Archivo de la etiqueta: misterio

Guía de visionado: David Lynch

Hoy tenemos postinvitado de Marina Pibernat, cuyo blog Lady Aguafiestington se centra en temas políticos y feministas. Le pedí que contribuyera a las guías de lectura y visionado de este blog y nos ha dado un post con las películas ordenadas en orden de dificultad. Ella deja las series aparte, pero en mi opinión, Twin Peaks original está a la altura aproximada a la que pone Dune.

***

David Lynch es raro, sí. Y no sólo por lo extrañas que son algunas de sus diez películas, también porque a veces nos planta en los morros una historia de lo más simple, pero profundamente humana y de gran belleza. Además de desenvolverse excelentemente en diversos registros cinematográficos, ha reinventado contenidos televisivos, elevándolos a la categoría de arte.

Esta guía de visionado de la obra de Lynch no seguirá un orden cronológico, igual que sus películas, en las que en muchos casos el tiempo lineal es alterado. Nos adentraremos en su obra de lo más accesible a lo más complejo.
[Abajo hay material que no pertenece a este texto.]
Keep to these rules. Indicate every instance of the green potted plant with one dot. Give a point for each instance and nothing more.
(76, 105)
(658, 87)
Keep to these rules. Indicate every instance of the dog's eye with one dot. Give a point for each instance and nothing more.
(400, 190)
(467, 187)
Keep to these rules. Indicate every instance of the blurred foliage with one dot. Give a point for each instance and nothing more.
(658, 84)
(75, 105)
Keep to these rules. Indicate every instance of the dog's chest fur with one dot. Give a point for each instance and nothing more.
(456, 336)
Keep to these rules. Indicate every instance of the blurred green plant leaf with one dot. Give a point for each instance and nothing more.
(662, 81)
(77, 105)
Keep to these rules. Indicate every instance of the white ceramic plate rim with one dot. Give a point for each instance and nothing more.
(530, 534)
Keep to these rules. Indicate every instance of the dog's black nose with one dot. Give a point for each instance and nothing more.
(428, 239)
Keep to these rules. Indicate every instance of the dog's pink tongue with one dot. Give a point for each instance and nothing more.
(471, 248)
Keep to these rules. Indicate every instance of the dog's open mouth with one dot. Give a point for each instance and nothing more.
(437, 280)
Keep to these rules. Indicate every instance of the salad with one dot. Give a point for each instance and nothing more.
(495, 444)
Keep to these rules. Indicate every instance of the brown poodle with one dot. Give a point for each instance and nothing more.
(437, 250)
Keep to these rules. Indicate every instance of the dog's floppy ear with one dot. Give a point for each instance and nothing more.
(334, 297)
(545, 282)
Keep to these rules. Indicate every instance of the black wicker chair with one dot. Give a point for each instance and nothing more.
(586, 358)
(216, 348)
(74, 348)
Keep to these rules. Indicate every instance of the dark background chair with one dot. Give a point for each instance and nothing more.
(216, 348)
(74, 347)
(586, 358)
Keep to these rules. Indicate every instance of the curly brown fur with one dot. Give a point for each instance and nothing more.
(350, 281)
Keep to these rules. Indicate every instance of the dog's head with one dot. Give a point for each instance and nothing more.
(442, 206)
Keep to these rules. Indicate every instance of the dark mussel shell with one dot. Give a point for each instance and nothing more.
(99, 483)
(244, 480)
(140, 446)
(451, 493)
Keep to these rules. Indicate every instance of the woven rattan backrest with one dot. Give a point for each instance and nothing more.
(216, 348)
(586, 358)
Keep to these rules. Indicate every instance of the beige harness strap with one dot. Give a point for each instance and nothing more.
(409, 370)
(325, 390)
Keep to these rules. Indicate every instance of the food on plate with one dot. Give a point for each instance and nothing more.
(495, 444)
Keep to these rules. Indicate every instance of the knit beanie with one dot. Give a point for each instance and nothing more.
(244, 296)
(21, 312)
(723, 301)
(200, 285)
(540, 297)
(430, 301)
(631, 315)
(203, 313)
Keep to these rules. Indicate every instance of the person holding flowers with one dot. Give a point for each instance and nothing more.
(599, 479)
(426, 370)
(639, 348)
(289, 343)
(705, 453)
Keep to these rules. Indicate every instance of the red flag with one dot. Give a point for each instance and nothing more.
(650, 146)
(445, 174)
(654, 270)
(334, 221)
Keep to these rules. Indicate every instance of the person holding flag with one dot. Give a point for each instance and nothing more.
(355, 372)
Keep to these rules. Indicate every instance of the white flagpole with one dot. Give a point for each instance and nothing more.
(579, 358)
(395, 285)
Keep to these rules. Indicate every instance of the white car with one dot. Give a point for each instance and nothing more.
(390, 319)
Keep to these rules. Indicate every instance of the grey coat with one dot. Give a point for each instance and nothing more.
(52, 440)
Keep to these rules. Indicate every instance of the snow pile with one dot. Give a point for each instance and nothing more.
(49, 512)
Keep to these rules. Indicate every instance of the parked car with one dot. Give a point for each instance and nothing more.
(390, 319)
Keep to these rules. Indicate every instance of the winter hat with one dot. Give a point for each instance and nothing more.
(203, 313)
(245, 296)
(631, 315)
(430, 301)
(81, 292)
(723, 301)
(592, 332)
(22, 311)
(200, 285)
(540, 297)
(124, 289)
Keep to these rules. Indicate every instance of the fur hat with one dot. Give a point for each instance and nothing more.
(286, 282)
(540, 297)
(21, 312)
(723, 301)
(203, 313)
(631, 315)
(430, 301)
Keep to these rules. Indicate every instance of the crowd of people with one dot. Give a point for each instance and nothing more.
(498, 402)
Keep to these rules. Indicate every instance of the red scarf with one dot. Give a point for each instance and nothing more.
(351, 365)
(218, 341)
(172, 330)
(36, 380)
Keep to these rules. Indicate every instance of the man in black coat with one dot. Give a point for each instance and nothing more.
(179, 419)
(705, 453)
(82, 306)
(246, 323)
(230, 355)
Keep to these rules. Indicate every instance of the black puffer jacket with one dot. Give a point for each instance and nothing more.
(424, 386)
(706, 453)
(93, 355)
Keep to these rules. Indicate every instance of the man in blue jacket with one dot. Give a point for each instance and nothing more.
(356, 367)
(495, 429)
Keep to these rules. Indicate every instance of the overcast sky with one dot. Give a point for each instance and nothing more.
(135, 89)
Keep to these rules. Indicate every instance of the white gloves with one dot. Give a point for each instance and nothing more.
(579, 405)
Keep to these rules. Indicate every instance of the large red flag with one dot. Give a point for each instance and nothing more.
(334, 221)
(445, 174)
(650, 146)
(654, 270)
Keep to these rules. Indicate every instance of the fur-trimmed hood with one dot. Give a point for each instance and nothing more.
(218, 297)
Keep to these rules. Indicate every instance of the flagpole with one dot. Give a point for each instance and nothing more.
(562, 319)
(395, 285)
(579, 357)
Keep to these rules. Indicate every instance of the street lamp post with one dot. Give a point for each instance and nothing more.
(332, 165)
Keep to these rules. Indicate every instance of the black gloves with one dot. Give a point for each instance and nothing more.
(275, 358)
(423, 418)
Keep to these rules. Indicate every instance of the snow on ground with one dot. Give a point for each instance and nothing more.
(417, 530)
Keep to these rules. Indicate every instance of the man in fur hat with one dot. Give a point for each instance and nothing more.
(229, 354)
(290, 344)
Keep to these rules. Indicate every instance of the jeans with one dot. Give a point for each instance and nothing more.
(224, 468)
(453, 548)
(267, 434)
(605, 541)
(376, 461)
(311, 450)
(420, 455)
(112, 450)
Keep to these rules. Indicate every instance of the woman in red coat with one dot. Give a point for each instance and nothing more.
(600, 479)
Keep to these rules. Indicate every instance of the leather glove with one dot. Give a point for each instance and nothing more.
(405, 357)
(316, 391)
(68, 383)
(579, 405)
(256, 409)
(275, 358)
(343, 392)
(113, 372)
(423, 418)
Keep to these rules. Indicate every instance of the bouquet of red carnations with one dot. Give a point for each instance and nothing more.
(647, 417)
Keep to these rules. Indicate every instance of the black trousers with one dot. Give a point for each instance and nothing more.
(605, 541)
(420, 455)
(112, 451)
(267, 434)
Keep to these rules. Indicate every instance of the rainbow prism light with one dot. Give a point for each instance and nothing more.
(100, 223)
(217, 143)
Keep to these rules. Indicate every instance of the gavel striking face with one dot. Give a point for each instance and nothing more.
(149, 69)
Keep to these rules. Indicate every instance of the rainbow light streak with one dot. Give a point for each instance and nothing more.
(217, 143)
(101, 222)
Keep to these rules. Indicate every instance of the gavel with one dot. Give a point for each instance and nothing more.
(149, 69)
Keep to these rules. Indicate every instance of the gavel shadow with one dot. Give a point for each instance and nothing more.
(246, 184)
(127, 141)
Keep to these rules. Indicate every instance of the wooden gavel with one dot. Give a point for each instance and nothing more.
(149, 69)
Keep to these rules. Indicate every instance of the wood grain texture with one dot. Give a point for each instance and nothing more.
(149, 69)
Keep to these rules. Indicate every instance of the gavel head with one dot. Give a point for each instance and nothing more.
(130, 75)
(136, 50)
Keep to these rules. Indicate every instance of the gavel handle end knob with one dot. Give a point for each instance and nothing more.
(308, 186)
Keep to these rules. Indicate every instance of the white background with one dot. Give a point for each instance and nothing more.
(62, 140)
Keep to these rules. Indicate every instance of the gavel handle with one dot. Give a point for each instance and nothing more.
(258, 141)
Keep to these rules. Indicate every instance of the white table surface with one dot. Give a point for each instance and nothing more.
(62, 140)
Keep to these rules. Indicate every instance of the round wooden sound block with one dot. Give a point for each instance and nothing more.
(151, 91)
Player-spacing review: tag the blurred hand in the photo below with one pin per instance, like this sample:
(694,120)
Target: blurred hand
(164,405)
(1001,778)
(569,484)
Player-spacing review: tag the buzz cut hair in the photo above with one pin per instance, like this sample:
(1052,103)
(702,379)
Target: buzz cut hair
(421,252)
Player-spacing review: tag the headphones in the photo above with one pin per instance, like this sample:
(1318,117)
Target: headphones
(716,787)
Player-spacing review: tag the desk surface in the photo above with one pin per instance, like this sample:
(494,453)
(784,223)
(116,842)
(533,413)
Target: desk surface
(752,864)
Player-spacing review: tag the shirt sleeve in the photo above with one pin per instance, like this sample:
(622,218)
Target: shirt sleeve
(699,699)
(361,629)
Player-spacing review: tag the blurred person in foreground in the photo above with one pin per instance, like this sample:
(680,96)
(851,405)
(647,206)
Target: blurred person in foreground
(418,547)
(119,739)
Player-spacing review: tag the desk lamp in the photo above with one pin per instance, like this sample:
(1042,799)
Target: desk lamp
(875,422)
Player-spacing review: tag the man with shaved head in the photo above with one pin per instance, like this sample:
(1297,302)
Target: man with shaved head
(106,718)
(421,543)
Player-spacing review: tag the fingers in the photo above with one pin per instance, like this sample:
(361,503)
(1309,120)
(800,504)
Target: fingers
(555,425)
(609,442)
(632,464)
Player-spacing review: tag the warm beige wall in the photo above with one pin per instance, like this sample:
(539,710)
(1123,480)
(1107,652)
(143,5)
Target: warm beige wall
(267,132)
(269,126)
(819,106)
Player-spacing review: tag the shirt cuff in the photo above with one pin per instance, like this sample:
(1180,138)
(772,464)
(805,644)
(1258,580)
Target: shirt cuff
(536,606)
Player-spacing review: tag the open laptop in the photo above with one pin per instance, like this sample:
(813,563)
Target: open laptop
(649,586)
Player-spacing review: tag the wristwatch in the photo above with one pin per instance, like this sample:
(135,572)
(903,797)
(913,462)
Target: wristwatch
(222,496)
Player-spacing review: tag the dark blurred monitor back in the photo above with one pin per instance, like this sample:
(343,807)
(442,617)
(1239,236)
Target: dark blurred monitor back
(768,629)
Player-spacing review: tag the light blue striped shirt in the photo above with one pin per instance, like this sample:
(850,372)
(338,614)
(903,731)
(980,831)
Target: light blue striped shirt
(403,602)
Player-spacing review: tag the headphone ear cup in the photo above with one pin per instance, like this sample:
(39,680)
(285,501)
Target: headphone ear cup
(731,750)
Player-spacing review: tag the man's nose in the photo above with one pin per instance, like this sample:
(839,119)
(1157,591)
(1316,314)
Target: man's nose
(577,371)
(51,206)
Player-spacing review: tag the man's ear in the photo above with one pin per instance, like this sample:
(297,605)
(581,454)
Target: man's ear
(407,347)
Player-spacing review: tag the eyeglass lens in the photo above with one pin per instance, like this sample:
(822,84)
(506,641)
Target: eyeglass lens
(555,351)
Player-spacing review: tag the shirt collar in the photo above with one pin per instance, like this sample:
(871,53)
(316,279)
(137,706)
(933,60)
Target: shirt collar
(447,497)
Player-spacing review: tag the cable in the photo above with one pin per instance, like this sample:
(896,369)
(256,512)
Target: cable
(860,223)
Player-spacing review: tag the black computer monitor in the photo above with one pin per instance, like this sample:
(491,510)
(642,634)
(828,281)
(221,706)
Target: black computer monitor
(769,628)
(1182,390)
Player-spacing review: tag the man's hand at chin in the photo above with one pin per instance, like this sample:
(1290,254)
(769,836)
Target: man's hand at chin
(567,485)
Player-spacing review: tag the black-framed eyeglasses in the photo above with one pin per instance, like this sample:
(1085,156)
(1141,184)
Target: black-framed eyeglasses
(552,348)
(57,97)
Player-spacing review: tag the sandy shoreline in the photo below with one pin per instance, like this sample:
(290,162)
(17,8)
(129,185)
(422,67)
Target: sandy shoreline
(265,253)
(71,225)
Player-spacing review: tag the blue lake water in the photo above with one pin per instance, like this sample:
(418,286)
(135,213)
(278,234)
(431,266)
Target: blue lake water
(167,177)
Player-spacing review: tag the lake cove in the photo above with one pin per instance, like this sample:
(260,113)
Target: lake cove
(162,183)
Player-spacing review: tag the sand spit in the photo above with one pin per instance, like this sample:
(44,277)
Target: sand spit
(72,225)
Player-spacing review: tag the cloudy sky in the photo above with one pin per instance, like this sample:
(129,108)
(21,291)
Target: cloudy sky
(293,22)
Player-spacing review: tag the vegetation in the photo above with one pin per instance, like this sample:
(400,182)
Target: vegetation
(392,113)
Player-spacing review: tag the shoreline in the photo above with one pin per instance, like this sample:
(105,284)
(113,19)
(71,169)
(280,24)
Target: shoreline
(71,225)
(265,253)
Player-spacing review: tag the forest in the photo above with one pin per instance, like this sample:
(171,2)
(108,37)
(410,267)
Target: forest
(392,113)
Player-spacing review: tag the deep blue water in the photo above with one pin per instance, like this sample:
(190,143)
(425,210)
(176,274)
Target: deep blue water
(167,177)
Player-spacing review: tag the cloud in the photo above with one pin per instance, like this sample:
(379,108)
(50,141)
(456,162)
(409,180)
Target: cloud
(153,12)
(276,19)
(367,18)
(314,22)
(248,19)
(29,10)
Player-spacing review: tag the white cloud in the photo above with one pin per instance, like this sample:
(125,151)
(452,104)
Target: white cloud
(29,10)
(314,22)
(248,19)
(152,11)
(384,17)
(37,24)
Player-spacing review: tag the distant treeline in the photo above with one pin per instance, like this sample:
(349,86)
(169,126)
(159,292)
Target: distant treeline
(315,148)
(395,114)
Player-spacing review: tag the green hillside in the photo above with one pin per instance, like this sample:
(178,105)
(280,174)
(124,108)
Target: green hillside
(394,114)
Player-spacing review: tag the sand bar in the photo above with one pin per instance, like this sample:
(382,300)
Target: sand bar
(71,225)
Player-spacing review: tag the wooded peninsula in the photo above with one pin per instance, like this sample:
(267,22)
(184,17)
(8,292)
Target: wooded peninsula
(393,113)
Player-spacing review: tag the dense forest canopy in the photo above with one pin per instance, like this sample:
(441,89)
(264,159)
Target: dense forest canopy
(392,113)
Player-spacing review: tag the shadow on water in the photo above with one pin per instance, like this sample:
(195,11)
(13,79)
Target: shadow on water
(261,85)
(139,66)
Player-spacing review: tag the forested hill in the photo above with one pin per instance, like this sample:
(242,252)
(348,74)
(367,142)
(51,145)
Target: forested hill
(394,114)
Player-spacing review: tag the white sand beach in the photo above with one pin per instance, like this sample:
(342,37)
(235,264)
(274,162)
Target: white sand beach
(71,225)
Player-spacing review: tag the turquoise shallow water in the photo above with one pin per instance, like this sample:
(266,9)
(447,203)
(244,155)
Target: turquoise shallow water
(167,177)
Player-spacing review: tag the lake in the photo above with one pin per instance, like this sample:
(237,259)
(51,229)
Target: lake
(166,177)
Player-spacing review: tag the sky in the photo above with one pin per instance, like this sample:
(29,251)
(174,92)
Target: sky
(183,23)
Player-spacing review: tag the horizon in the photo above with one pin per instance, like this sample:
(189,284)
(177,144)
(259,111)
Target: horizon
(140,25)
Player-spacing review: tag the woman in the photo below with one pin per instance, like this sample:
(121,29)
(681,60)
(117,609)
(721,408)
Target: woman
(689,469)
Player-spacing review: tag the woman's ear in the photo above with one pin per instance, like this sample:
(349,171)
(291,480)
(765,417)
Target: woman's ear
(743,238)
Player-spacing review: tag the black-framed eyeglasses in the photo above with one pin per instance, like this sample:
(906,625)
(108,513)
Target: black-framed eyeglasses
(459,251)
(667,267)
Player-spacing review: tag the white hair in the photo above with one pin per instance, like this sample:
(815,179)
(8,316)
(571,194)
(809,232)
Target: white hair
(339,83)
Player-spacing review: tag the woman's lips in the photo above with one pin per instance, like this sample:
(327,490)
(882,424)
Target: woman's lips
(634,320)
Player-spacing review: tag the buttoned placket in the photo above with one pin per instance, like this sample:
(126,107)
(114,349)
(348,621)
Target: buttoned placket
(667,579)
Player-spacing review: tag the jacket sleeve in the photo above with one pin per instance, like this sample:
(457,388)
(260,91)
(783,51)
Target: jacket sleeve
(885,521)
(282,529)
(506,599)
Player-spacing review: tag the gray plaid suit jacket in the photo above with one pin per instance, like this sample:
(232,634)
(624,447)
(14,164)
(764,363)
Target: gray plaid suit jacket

A quien se le ocurra empezar por Inland Empire, su último largo, lo más probable es que a la media hora concluya que este tipo está como una regadera, y que vaya mierda incomprensible. Que mejor un remake o un taquillazo blandito. Así que vamos.

El Hombre Elefante, Corazón Salvaje y Una Historia Verdadera

Algunas de las obras menos complejas de Lynch están basadas en hechos reales. Ejemplo de ello es El Hombre Elefante (1980). Ésta cuenta la historia de Joseph Merrick, un inglés nacido en 1862 con una horrible malformación, exhibido en el circo por un feriante le trata como a un animal. Un médico se conmueve al verlo y consigue sacarlo de ahí y hacer que confíe en él, con el fin de mejorar su vida. La relación que establecen hará aflorar la verdadera personalidad de Merrick, un hombre sensible, bueno, y con gustos refinados. Pero la sociedad que le convirtió en animal de feria sigue ahí, en todas partes… Si no lloras con esta película, no tienes alma.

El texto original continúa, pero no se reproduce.